At the time TAMP was set up, in 1997, as much as 78% of India’s cargo was handled by the 12 major ports. With the passage of time, inter-port and even intra-port competition has ensured that non-major ports – which do not come under TAMP’s purview – account for 45% of India’s cargo handled, with the share of major ports having dropped to 55%.
TAMP had been formed in 1997 through amendments to the Indian Ports Act, 1908, and the Major Ports Trust Act, 1963. Its task was to regulate tariffs at even the privately run facilities in the dozen state-owned major ports.
The tariff body was meant to protect against the development of private monopolies.

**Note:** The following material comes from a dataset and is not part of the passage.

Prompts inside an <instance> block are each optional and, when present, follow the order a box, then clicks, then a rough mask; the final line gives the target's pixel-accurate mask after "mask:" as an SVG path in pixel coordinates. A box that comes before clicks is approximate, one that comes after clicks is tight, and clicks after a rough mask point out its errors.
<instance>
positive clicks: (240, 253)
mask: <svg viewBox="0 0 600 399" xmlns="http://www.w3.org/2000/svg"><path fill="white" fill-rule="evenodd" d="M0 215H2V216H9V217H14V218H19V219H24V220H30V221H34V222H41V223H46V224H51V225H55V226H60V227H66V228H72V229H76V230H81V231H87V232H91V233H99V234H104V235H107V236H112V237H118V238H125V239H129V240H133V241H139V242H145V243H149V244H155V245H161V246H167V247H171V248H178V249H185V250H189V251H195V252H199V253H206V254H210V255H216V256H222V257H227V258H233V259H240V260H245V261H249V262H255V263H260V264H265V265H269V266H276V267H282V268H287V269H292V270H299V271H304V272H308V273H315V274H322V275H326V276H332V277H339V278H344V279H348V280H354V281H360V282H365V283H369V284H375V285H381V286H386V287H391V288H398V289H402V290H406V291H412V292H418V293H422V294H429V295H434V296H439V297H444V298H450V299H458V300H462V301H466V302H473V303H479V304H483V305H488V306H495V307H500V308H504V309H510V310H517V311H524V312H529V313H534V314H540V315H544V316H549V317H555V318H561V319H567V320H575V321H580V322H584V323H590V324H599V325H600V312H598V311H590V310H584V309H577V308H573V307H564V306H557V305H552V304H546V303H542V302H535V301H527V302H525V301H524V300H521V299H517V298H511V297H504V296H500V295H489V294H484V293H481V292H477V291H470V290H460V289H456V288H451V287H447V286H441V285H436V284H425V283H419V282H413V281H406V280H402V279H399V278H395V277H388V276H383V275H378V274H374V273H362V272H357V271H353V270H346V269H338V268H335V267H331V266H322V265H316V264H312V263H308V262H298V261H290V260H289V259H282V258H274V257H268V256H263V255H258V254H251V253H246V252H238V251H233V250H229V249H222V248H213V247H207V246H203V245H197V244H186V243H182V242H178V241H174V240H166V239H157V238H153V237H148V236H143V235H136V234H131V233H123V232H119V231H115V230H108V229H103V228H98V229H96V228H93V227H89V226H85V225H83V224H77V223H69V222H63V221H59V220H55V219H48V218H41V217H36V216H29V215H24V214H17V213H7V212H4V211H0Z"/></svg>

It was hence that a rule was promulgated that a private port operator already running a terminal at a particular port could not apply for the next such facility to be operated at the same port.
“The idea was to ensure that prospective commercial gains did not lead to the exploitation of clients,” said a Shipping ministry official. “However, there is no rationale for the continuation of such a regulating authority any longer. The time has come for ports to employ market-driven tariffs.”
If, as is widely expected, TAMP is felt to be obsolete, the government will have to amend the port laws to abolish the tariff regulator. The Shipping Ministry is understood to be moving the cabinet for approval to place a Port Laws Amendment Bill in Parliament during the summer session.